🤖 AI Summary
This work addresses key limitations of general-purpose robotic policies—namely, poor generalization to novel objects, unseen environments, and abstract instructions, as well as inadequate adaptability to long-horizon dexterous manipulation (e.g., bimanual coordination and mobile manipulation). To this end, we propose GR-3, a large-scale vision-language-action foundation model. Methodologically, GR-3 employs a multi-stage collaborative training framework integrating: (i) network-scale vision-language pretraining, (ii) imitation learning from human demonstrations captured in VR, and (iii) efficient fine-tuning on real-robot trajectory data; it is deployed on our custom bimanual mobile platform, ByteMini. Experiments demonstrate that GR-3 significantly outperforms the current state-of-the-art policy π₀ across multiple challenging real-world tasks, exhibiting strong cross-scenario generalization, extended-horizon planning capability, and robust dexterous manipulation performance. These results establish a scalable technical pathway toward everyday-assistant–oriented general embodied intelligence.
📝 Abstract
We report our recent progress towards building generalist robot policies, the development of GR-3. GR-3 is a large-scale vision-language-action (VLA) model.
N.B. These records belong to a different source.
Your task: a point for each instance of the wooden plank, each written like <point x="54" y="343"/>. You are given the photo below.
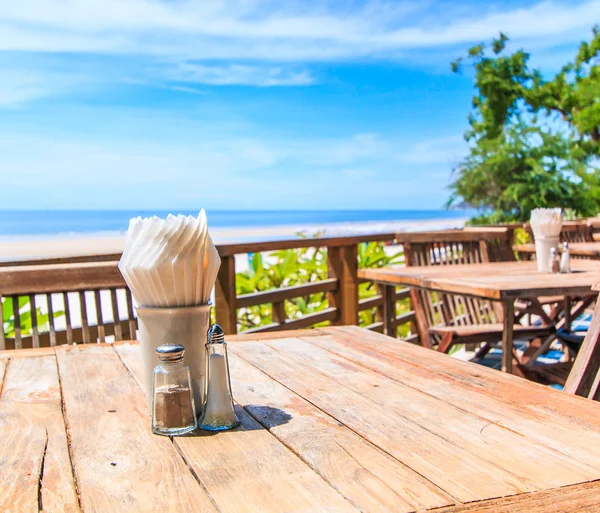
<point x="225" y="295"/>
<point x="565" y="423"/>
<point x="17" y="322"/>
<point x="389" y="310"/>
<point x="253" y="337"/>
<point x="68" y="318"/>
<point x="52" y="327"/>
<point x="365" y="475"/>
<point x="485" y="440"/>
<point x="39" y="475"/>
<point x="39" y="279"/>
<point x="452" y="468"/>
<point x="508" y="316"/>
<point x="580" y="498"/>
<point x="85" y="328"/>
<point x="278" y="295"/>
<point x="99" y="316"/>
<point x="495" y="281"/>
<point x="130" y="355"/>
<point x="35" y="334"/>
<point x="130" y="314"/>
<point x="61" y="336"/>
<point x="329" y="314"/>
<point x="342" y="264"/>
<point x="116" y="318"/>
<point x="248" y="469"/>
<point x="262" y="247"/>
<point x="112" y="445"/>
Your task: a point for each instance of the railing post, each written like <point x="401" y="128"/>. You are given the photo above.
<point x="416" y="302"/>
<point x="342" y="262"/>
<point x="225" y="295"/>
<point x="389" y="309"/>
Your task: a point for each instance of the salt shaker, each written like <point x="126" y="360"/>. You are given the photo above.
<point x="218" y="414"/>
<point x="565" y="260"/>
<point x="554" y="263"/>
<point x="173" y="409"/>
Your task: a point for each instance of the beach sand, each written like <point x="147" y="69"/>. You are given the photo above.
<point x="47" y="247"/>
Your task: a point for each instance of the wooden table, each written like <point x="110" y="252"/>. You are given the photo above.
<point x="503" y="282"/>
<point x="582" y="249"/>
<point x="334" y="419"/>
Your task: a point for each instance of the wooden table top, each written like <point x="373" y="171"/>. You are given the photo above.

It showcases exceptional capabilities in generalizing to novel objects, environments, and instructions involving abstract concepts. Furthermore, it can be efficiently fine-tuned with minimal human trajectory data, enabling rapid and cost-effective adaptation to new settings. GR-3 also excels in handling long-horizon and dexterous tasks, including those requiring bi-manual manipulation and mobile movement, showcasing robust and reliable performance. These capabilities are achieved through a multi-faceted training recipe that includes co-training with web-scale vision-language data, efficient fine-tuning from human trajectory data collected via VR devices, and effective imitation learning with robot trajectory data. In addition, we introduce ByteMini, a versatile bi-manual mobile robot designed with exceptional flexibility and reliability, capable of accomplishing a wide range of tasks when integrated with GR-3. Through extensive real-world experiments, we show GR-3 surpasses the state-of-the-art baseline method, $π_0$, on a wide variety of challenging tasks. We hope GR-3 can serve as a step towards building generalist robots capable of assisting humans in daily life.